After a term filled with headline-grabbing decisions, the United States Supreme Court opened its fall term on Monday with a slate of cases that will be heard, at least initially, by only eight Justices. While Americans will be focused more on the nomination of Brett Kavanaugh, these decisions may have long-lasting impact.
Justices will hear two cases involving environmental laws. In Sturgeon v. Frost, moose hunter John Sturgeon is fighting for the right to use his hovercraft in the Yukon-Charley National Preserve. The National Park Service does not allow hovercraft usage on park waterways, but Alaskan law permits it.
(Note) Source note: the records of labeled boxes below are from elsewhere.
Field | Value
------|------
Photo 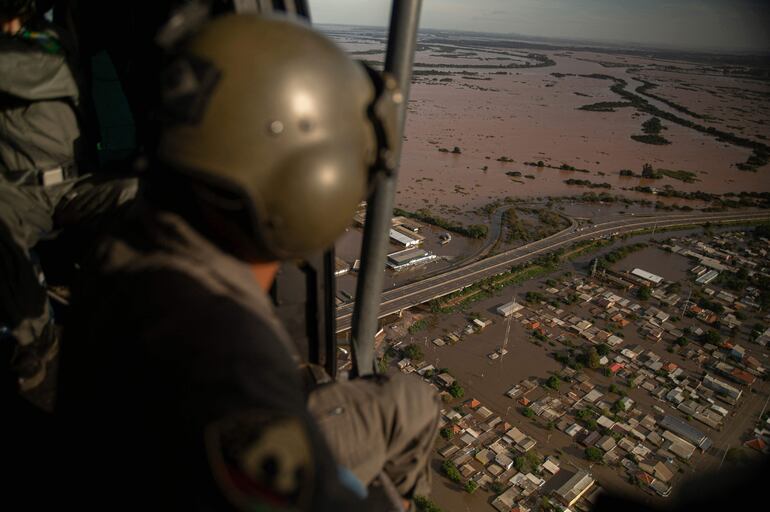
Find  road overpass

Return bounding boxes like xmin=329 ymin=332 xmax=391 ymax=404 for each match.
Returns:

The case will decide whose law governs the preserve.
In Weyerhaeuser Co. v United States Fish and Wildlife Service, a corporation is fighting to regain usage of its property in Mississippi. The federal government, under the power of the Endangered Species Act, protected the land so that the endangered dusky gopher frog could use the land. Weyerhaeuser contends that the frog is currently not using the land, but only may use the land, and thus is not covered by the Endangered Species Act.
An important case for small-government conservatives and civil libertarians involves the Eighth Amendment. Timbs v. Indiana involves a defendant who was convicted of two small-dollar drug deals, but as punishment forfeited to the state a $42,000 Land Rover. The defendant is arguing that this penalty is excessive, considering the crime.
As always, the Court will hear a number of disputes between businesses. This term will feature a case against Apple, Inc., where the company is being sued for anti-competitive practices involving the sale of its iPhone apps.
While none of these cases will likely mobilize political activists the way that past cases have, activists will keep an eye on the process of granting writs of certiorari. The Court typically only hears about 2% of the cases in which it is asked to intervene. Among the topics that the Court may wish to hear includes the military ban on transgender troops, the Trump administration’s policies concerning illegal immigrants, and state gerrymandering of congressional districts.